My eyes widen and I look down at the book in my hands. How much do I need this copy right now? Is it breaching the mission if I ditch the book and go to another store? I stand in line for a little bit longer but when it barely moves I make a decision. I leave the book on a table and sprint to the subway.

At The Strand, I resist the urge to browse the beautiful, famous bookstore, and go straight up to the information desk to ask for an application. The bookseller gives me a clipboard, takes my backpack and puts it in a locker so I can’t cheat, and sends me to a quiet room on a hidden top floor to fill out the form.

I race through all the usual parts of the application until I get to the quiz. It’s not so much a quiz as it is a game. Two columns, one of author surnames, the other of book titles, with my job being to draw a line between two to match the book to the author. I’m cocky as I match Toole to A Confederacy of Dunces , Swift to Gulliver’s Travels , and Atwood to The Handmaid’s Tale. There are a couple I don’t know and a few where I’ve heard of the book but my mind blanks on the author. Beads of sweat form on my upper lip as I contemplate A House for Mr Biswas and A Tree Grows in Brooklyn. In the end, I know I’ve ballsed it up and head back downstairs to the desk.

‘How’d you go?’ the bookseller asks, a faint smirk on his face.

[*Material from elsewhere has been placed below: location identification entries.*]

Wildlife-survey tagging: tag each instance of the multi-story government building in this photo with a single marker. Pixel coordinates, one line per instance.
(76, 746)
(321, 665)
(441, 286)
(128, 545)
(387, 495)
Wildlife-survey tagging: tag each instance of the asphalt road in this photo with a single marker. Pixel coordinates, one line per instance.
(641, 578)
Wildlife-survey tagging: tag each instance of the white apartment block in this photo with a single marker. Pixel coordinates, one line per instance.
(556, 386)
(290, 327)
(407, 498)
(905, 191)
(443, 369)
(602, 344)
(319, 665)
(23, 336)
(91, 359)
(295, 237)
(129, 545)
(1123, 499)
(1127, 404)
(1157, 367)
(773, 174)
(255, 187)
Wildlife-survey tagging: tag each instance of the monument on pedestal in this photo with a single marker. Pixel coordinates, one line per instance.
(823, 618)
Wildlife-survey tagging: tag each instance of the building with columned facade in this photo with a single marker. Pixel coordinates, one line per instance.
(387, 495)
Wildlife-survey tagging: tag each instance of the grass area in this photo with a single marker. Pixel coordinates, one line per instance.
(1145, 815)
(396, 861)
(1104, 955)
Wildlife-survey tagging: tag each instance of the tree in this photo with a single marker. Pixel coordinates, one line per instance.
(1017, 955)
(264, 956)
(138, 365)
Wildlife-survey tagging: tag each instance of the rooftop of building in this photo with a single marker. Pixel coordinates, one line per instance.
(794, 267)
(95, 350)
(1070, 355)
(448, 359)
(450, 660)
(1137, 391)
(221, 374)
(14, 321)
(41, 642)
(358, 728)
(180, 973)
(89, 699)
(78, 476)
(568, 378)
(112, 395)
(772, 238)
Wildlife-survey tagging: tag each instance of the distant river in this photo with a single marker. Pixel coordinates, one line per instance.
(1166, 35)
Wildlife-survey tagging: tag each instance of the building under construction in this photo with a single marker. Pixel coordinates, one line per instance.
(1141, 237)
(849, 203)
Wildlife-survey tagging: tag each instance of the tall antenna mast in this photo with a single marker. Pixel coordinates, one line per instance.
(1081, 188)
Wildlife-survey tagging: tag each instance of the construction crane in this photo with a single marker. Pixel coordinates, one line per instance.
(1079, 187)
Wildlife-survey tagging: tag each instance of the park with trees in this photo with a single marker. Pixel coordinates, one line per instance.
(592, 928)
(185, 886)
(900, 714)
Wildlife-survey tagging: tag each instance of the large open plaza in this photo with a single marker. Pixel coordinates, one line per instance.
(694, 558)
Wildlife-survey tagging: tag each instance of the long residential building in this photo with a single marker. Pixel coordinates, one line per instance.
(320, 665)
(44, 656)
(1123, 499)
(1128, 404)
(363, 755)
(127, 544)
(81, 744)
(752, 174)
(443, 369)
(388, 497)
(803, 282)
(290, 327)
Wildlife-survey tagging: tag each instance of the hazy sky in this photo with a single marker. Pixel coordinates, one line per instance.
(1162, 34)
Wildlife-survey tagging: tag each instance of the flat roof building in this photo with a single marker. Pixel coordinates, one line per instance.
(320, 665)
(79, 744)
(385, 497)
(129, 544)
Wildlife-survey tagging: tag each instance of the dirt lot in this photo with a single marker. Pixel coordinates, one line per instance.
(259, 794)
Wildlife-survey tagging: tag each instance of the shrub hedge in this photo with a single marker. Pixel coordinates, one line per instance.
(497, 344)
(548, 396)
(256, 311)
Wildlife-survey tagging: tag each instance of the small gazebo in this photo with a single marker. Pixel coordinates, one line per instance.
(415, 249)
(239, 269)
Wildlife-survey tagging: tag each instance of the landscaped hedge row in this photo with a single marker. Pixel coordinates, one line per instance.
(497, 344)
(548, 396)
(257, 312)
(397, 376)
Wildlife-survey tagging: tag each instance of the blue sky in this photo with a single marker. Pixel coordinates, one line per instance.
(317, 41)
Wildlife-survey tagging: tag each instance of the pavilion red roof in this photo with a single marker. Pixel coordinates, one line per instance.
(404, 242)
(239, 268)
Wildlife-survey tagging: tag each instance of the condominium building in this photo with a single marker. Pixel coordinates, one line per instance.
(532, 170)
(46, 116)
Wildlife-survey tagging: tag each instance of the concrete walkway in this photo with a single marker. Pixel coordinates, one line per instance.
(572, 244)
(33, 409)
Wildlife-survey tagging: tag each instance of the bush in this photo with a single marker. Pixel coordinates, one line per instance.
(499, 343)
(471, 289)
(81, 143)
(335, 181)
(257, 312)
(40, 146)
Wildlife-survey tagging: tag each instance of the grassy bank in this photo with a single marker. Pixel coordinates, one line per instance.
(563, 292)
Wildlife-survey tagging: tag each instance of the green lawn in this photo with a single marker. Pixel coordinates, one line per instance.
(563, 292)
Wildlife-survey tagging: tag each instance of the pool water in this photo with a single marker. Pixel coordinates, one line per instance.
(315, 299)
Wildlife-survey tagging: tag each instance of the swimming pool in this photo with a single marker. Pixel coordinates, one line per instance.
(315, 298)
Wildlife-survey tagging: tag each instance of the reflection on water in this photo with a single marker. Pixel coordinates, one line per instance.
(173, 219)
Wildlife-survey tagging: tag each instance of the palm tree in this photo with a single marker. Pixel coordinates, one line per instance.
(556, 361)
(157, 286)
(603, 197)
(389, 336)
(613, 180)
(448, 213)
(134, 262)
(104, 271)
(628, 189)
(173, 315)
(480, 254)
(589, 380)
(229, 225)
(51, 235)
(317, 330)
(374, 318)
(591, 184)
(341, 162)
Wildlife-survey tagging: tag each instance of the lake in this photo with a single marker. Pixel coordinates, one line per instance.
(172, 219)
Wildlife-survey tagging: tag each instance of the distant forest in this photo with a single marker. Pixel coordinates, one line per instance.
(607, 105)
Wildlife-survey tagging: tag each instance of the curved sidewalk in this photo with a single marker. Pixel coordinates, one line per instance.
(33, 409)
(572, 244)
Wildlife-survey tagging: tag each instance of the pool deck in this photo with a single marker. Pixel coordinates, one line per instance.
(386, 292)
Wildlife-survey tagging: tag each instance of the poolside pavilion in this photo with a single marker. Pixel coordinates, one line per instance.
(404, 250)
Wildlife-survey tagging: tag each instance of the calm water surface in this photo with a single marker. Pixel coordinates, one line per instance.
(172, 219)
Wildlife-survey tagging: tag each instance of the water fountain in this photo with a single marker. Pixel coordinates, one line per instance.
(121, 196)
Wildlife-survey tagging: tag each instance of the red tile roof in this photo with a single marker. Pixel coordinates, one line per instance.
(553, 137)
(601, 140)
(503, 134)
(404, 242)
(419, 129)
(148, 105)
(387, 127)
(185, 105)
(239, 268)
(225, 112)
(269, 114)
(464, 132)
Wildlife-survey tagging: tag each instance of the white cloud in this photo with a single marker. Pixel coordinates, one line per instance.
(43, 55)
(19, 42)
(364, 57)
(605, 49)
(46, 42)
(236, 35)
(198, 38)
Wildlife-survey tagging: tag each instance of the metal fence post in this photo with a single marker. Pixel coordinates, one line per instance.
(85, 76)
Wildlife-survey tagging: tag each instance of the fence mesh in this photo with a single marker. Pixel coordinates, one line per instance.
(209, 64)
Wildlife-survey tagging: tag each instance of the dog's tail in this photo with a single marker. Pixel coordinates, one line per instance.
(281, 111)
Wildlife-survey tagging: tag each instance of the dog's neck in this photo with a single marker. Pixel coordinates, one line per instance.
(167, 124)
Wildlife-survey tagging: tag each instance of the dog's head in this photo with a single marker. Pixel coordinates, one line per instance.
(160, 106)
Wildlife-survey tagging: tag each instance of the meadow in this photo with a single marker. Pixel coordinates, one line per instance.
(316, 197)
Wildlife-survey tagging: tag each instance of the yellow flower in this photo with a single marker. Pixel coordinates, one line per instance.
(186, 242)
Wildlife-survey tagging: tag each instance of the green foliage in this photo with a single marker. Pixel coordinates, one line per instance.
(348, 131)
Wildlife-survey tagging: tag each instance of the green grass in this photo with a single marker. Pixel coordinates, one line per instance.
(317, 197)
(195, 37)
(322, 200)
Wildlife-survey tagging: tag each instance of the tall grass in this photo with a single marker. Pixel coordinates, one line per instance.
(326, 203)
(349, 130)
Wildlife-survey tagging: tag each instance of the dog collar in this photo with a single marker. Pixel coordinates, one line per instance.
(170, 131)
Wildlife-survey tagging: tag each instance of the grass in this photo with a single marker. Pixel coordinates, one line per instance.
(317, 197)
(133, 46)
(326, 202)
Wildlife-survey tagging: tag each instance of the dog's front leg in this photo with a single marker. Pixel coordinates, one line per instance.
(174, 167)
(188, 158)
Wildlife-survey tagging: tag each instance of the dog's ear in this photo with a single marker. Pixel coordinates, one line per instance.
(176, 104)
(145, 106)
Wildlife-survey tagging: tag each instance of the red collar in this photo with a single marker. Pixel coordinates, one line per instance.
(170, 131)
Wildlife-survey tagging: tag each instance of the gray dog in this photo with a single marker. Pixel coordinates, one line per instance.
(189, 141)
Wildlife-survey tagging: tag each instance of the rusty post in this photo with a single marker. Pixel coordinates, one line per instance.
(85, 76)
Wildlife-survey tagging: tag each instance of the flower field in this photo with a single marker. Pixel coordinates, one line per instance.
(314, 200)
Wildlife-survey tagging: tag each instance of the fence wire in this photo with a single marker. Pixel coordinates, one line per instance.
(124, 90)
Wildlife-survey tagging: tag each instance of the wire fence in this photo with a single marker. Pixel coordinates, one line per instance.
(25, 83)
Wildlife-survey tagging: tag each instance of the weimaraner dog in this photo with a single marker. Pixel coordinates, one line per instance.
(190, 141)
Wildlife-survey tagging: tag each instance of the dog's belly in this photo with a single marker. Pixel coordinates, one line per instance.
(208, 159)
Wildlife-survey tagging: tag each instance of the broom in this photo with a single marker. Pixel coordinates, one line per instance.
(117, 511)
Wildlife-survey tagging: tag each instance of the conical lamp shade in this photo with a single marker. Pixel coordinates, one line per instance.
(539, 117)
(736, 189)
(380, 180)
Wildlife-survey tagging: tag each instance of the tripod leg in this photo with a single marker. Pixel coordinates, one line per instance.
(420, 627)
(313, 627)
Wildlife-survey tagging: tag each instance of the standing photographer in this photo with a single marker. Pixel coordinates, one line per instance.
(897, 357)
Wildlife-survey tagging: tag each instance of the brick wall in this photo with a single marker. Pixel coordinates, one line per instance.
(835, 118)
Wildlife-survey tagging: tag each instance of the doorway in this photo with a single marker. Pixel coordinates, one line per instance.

‘I’m guessing you won’t be calling me,’ I say, handing him the paper. I send up a silent curse for not taking many literature electives as an undergrad. At the time I’d felt smug opting out of the minor in literature because of the clear bias the reading lists had shown towards white male writers. I remembered getting ranty when I enrolled in a subject that had Heart of Darkness as one of the required readings. ‘I’m sure I’ll have a great time,’ I remember saying to a classmate. ‘A Blak student in a white classroom discussing potentially the most racist book of all time.’

On the way through the store, I pass an end cap with a huge display of the same Yellowface hardback that I’d put down at Barnes & Noble. I pick one up and head to the counter, deciding that while I may have failed the employment test, I can resume Mum’s Mission.

‘Oh my god, this book is sooooo good. It’s wild, it totally cracks open the publishing industry,’ the bookseller says. ‘Did you see it’s a signed edition too?’

My eyes widen. ‘It is?’

They open the front cover to show Rebecca F. Kuang’s signature across the title page. Thanks, Mum , I think as I pay for my purchase and head off in search of a midtown diner to read in for the rest of the afternoon.

I’ve just slid into a booth at the Orion Diner when my phone pings with an email inviting me to an interview tomorrow at Dogue’s Doggy Daycare in TriBeCa and I can’t help but smile to myself. Maybe New York isn’t magic for me, maybe it’s Mum’s Missions that are magic.